UAE建国の父であるザーイド・ビン・スルターン・アール・ナヒヤーン大統領が2004年11月に死去すると、息子のハリーファ・ビン・ザーイド・アール・ナヒヤーン・アブダビ皇太子が首長に就任し、連邦最高評議会で大統領に選出された。また2006年にはムハンマド・ビン・ラーシド・アール・マクトゥームが連邦副大統領兼首相に就任した。ハリーファ期には政治改革が漸進的に進められ、2006年にはFNC選挙が初めて実施された。またムハンマド・ビン・ラーシド首相の下で行政改革や政府の効率化が進められた。不定期に新内閣の立ち上げおよび内閣改造が行われており、首長国政府や政府系企業で頭角を現してきた人材がテクノクラートとして登用されるようになっている。2016年と2020年に省庁再編・政府機構改革が実施され、それに伴い新内閣の立ち上げも行われた。寛容・共生相や幸福担当国務相、青少年担当国務相など、国内の政治的・社会的課題に対応するためのポストも新設されている。
2010年末から翌年にかけて、中東で「アラブの春」が起こると、UAEでも政治改革を求める人々が声を上げた。2011年3月、UAE国内のリベラル派とイスラーム主義者から成る政治改革派が大統領および首長らに対して、包括的な政治改革を求める建白書を提出したのである。しかしながら、改革を求める声は体制に受け入れられず、建白書の取りまとめやインターネット上で政治活動を行っていた5人が逮捕された。当局による改革派への取り締まりは翌年以降も続き、ムスリム同胞団系組織「イスラーハ」のメンバーやその家族など200人以上が逮捕された。国民の多くは政治的関心が低く、また当局による厳しい言論監視も続いたため、改革派に対する支持は広がらなかった。
2014年頃から、国内政治にも新たな変化が見られた。同年、ハリーファ・ビン・ザーイド大統領が脳卒中で倒れ、政治の表舞台には顔を見せなくなった。その後、アブダビ皇太子であるムハンマド・ビン・ザーイド・アール・ナヒヤーンが、アブダビ首長国だけでなく連邦政府においても政治的影響力を行使するようになった。現在、ムハンマド・ビン・ザーイド・アブダビ皇太子がUAEの事実上の指導者であると見なされている。内政面では、ムハンマド・ビン・ラーシド首相は内閣改造の人事案についてムハンマド・ビン・ザーイド・アブダビ皇太子と相談するようになった。また両者は定期的に会談し、国家運営について意見交換を行っている。

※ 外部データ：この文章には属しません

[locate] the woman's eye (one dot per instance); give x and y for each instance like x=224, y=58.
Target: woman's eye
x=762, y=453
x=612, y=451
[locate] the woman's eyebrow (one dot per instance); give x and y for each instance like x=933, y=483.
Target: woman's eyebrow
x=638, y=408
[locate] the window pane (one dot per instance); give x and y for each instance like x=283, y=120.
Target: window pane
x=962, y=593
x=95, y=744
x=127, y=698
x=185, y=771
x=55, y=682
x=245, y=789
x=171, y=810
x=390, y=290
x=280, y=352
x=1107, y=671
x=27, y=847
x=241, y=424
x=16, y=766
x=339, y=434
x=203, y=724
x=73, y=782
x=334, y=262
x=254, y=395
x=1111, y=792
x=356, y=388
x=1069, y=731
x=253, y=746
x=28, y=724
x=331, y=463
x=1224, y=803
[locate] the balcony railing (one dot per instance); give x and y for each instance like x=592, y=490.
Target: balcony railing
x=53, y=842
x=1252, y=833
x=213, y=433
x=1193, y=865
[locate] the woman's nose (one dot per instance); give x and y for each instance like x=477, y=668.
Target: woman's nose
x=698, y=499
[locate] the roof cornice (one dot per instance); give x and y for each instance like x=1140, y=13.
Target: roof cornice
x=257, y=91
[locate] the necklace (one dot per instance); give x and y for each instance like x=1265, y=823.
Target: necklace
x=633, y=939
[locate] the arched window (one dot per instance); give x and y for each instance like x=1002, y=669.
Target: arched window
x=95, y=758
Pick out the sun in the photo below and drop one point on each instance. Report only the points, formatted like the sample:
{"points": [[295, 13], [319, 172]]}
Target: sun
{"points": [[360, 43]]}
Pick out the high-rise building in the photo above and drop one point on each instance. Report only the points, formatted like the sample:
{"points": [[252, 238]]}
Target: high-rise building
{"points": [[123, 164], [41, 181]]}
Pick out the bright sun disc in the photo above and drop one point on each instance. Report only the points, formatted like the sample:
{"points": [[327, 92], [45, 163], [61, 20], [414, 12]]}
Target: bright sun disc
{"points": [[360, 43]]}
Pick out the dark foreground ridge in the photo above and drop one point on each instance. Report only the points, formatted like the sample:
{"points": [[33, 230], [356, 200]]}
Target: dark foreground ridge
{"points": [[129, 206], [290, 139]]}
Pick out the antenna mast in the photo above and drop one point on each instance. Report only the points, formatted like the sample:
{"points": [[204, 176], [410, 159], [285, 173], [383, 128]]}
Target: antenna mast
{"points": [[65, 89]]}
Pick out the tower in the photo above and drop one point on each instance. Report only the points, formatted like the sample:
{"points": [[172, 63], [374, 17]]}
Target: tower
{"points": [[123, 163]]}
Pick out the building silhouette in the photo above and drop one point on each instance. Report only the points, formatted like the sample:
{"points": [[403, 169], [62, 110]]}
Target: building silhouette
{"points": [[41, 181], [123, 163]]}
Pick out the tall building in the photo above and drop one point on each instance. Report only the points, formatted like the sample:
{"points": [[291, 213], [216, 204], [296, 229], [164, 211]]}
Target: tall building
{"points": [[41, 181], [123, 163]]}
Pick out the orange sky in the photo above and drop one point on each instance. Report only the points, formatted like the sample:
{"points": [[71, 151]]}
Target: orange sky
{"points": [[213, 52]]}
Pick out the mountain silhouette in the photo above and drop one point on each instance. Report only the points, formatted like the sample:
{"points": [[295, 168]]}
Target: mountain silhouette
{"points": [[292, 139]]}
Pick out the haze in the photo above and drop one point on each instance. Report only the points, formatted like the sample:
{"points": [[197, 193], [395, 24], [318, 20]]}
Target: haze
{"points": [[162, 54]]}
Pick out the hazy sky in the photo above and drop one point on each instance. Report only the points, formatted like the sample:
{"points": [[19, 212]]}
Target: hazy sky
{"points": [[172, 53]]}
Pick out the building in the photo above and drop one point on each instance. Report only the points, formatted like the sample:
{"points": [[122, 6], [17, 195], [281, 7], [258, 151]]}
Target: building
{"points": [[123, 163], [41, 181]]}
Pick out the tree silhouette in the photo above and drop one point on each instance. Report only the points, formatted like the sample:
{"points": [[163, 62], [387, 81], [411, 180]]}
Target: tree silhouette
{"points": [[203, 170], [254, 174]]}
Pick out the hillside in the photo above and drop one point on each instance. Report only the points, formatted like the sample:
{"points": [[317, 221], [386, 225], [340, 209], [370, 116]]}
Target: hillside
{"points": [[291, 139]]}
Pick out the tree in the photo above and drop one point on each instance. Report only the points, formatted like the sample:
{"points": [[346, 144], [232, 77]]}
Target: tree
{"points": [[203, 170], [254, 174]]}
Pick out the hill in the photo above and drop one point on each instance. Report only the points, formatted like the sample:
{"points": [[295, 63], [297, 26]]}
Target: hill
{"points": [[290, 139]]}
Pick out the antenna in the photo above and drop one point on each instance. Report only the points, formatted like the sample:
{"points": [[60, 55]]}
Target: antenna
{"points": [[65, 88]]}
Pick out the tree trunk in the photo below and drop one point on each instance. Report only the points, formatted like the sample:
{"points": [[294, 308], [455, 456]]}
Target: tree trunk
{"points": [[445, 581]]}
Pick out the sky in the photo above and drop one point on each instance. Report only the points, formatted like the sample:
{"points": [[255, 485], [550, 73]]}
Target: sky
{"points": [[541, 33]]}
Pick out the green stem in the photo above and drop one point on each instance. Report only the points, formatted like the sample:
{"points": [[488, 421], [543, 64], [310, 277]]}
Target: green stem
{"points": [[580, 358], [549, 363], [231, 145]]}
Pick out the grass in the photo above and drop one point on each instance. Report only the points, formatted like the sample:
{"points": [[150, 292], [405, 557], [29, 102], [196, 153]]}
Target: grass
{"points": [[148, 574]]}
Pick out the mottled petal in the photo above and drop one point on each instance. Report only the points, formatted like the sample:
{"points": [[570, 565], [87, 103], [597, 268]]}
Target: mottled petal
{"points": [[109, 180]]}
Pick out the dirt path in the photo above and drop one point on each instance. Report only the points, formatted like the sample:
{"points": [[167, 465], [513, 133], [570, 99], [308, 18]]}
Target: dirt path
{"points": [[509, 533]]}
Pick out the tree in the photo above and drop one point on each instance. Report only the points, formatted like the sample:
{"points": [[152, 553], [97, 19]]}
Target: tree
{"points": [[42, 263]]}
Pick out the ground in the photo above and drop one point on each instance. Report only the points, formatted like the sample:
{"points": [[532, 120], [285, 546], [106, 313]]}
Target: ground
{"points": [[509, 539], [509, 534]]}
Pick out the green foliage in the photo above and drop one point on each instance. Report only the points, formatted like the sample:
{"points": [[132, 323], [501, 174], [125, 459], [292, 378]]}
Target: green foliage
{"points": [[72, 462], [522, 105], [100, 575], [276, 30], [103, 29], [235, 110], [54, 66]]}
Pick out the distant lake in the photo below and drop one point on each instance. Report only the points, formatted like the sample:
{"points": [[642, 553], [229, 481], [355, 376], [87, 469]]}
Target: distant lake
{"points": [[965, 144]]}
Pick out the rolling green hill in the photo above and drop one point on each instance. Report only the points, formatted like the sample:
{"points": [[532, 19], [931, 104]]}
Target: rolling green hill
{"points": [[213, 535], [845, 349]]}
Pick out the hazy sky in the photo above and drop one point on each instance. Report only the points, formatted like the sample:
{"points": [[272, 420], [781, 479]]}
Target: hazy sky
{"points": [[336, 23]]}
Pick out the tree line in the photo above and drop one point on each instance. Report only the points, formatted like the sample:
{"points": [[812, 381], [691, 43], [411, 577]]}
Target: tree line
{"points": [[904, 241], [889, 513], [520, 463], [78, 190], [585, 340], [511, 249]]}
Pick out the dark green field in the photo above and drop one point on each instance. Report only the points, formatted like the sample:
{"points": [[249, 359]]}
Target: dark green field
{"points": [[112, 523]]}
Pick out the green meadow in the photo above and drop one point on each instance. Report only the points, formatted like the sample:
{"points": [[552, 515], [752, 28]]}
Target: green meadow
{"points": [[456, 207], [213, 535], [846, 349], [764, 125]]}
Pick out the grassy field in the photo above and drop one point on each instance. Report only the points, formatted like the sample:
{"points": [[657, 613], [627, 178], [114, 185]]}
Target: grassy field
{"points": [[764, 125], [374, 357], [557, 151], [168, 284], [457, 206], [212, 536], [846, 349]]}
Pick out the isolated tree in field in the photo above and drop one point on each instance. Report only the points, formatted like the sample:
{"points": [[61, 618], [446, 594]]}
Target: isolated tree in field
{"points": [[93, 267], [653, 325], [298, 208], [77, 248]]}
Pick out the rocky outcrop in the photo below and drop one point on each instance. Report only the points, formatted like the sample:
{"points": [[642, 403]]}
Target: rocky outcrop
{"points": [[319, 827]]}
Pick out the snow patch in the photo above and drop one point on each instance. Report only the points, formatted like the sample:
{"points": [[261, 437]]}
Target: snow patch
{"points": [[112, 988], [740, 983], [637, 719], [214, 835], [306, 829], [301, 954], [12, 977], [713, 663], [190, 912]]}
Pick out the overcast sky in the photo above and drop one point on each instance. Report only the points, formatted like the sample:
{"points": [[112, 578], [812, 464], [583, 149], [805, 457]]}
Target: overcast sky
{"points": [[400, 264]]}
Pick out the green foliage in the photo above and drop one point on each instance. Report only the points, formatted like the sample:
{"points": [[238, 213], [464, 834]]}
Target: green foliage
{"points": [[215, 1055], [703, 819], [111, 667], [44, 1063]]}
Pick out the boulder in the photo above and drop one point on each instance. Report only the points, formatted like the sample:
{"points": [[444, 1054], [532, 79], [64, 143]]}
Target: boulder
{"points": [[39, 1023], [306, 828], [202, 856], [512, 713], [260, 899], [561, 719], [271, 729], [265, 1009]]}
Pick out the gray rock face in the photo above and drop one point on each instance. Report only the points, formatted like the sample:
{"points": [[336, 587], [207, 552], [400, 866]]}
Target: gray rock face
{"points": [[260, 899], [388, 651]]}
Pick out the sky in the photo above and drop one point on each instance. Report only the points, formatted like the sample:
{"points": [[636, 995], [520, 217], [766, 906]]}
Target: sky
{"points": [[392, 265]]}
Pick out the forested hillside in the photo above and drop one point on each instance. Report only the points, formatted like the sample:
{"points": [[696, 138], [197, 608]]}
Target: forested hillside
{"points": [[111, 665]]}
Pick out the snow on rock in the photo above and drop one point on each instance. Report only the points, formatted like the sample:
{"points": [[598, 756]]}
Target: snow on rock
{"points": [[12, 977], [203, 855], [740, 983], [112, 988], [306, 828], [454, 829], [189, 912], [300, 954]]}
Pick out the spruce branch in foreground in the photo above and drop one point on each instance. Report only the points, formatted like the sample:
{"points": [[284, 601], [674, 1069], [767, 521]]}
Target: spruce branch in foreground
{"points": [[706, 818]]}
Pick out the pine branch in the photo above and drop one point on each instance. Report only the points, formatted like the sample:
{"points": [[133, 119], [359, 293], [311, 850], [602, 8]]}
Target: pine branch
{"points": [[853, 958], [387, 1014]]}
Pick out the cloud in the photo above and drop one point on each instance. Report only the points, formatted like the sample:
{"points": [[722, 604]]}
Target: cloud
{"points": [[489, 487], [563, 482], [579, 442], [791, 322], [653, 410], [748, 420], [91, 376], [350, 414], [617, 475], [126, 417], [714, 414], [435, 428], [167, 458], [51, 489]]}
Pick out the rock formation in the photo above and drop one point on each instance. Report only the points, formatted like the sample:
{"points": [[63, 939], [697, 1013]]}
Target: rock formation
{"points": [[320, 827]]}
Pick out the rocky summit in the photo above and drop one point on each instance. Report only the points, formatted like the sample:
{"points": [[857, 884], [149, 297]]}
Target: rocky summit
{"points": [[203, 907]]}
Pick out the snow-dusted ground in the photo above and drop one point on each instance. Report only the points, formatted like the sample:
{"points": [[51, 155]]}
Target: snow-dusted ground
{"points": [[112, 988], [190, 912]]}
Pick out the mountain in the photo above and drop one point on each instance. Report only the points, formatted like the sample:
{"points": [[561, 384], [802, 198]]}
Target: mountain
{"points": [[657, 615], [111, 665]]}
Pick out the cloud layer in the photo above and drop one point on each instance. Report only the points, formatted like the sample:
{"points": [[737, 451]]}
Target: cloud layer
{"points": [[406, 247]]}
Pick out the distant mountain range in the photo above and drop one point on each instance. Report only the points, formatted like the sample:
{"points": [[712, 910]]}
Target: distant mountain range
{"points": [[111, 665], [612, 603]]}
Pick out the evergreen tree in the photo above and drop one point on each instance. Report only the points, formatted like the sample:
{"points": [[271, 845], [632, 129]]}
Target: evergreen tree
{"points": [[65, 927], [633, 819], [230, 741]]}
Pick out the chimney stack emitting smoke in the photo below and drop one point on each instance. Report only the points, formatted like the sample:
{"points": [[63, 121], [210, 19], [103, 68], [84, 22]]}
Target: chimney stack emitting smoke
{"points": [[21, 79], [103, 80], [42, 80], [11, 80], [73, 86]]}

ムハンマド・ビン・ザーイド・アブダビ皇太子の影響力は、外交・安全保障分野においても拡大している。UAEは近年、国際社会において外交的・経済的な存在感を強めており、ある種の大国意識を持つようになった。UAEの外交・安全保障戦略も、従来の国際協調路線から、次第に自国の戦略的利益を優先する拡張主義的なものへと変化している。その結果、UAEと域内諸国との対立も生じている。また、ムハンマド・ビン・ザーイド・アブダビ皇太子の「反イラン」「反イスラーム主義」という脅威認識も、安全保障戦略に色濃く反映されている。UAEは同盟国のサウジアラビアとともに、対イラン封じ込めやイエメン内戦への介入、対カタル断交などで連携した。また2020年のイスラエルとの国交正常化についても、ムハンマド・ビン・ザーイド・アブダビ皇太子のイニシアチブによって実現したと言えるだろう。
参考文献
- 堀拔功二 2011. 「アラブ首長国連邦」松本弘(編)『中東・イスラーム諸国民主化ハンドブック』明石書店, pp. 338-353.
- 堀拔功二 2012. 「UAEにおける政治改革運動と体制の危機認識――2011年の建白書事件を事例に――」アジア経済研究所機動研究報告『アラブの春とアラビア半島の将来』, pp. 1-14.
- 堀拔功二 2016. 「ポスト・ハリーファ期を見据えるアブダビ政治の動向――ムハンマド皇太子の研究――」『中東動向分析』15(4): 1-16.
- 堀拔功二 2018. 「MbZの外交:カタル危機をめぐるUAEの対米アプローチを事例に」『中東動向分析』16(11): 1-15.
- 堀拔功二 2020. 「アラブ首長国連邦」日本エネルギー経済研究所中東研究センター(編)『JIME中東基礎講座2020年版』, pp. 44-50.